Entry 133

Given fundamental discriminants $d=4m$ with class number $h(-d)=2$, there are exactly four even $m = 6, 10, 22, 58$. The most well-known is $m=58$ because of the near-integer

$$\quad e^{\pi\sqrt{58}} = 396^4-104.00000017\dots$$ and the appearance of $396^4$ in the denominator of Ramanujan's famous $1/\pi$ formula. These $m=2p$ for prime $p$ have other interesting properties.
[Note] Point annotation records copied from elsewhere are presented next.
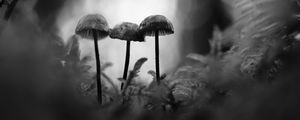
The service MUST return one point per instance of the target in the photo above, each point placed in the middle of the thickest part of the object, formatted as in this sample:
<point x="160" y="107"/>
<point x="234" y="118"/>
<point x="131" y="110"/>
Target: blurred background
<point x="35" y="84"/>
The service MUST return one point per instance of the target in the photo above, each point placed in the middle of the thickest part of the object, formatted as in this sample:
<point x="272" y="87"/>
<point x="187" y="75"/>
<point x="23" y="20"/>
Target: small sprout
<point x="94" y="26"/>
<point x="129" y="32"/>
<point x="156" y="25"/>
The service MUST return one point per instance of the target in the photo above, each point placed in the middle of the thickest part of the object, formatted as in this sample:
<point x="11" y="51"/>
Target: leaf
<point x="134" y="72"/>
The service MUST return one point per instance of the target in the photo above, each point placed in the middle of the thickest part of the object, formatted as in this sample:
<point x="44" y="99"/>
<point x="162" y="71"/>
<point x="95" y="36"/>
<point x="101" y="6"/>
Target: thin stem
<point x="126" y="62"/>
<point x="98" y="68"/>
<point x="157" y="56"/>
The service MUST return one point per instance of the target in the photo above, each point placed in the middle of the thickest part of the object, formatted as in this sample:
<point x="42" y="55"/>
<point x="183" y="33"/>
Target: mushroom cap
<point x="90" y="23"/>
<point x="156" y="22"/>
<point x="127" y="31"/>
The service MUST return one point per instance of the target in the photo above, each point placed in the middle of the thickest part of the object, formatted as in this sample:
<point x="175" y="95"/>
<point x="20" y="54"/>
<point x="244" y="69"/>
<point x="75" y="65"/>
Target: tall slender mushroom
<point x="156" y="25"/>
<point x="94" y="26"/>
<point x="129" y="32"/>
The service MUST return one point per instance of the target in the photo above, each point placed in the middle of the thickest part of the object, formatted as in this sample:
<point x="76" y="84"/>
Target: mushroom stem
<point x="126" y="63"/>
<point x="98" y="67"/>
<point x="157" y="56"/>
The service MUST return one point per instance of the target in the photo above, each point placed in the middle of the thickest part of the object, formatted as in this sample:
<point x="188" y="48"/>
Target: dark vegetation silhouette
<point x="256" y="78"/>
<point x="129" y="32"/>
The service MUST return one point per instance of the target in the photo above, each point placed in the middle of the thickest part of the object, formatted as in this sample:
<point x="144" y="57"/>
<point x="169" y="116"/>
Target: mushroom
<point x="156" y="25"/>
<point x="129" y="32"/>
<point x="94" y="26"/>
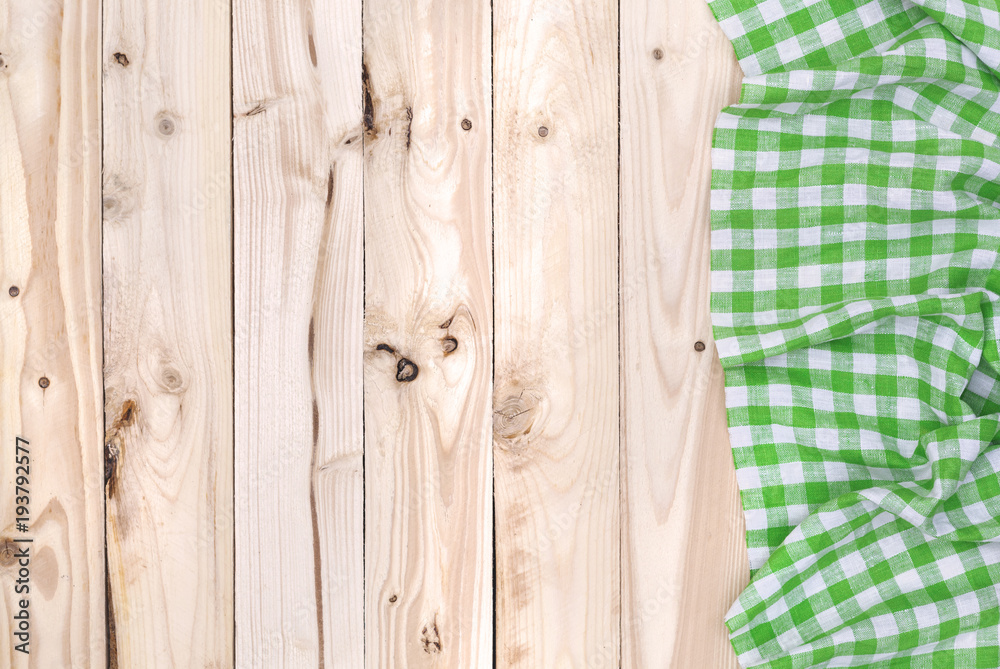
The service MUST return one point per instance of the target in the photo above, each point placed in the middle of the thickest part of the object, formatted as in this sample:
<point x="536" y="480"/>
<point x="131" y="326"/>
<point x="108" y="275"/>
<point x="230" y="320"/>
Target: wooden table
<point x="363" y="334"/>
Recall the modular lambda function $\lambda(\tau)$ also discussed in Entry 112 $$\lambda(\tau) = \left(\frac{\sqrt2\,\eta\big(\tfrac12\tau\big)\,\eta^2\big(2\tau\big)}{\eta^3(\tau)}\right)^8$$ We focus on $m=2p$ for prime $p = 3\,\text{mod}\,4$ hence $$\begin{align}\frac1{\sqrt{\lambda(\sqrt{-6})}} &= U_3\sqrt{U_6} = (2+\sqrt3)(\sqrt2+\sqrt3)\\ \frac1{\sqrt{\lambda(\sqrt{-22})}} &= U_{11}\sqrt{U_{22}}= (10+3\sqrt{11})(7\sqrt2+3\sqrt{11}) \end{align}$$ with fundamental units $U_n$. However, special $d$ with class number $h(-d)=2^k$ surprisingly can be expressed by nested radicals using only the square root of 2. So, $$\begin{align}\frac1{\sqrt{\lambda(\sqrt{-6})}} &= (1+\sqrt2)^2+\sqrt{1+ (1+\sqrt2)^4}\\ \frac1{\sqrt{\lambda(\sqrt{-22})}} &=  (1+\sqrt2)^6+\sqrt{1+ (1+\sqrt2)^{12}} \end{align}\quad$$ Similar behavior can also be observed for $2p$ for $p=7,23,71$ which now have class number 4.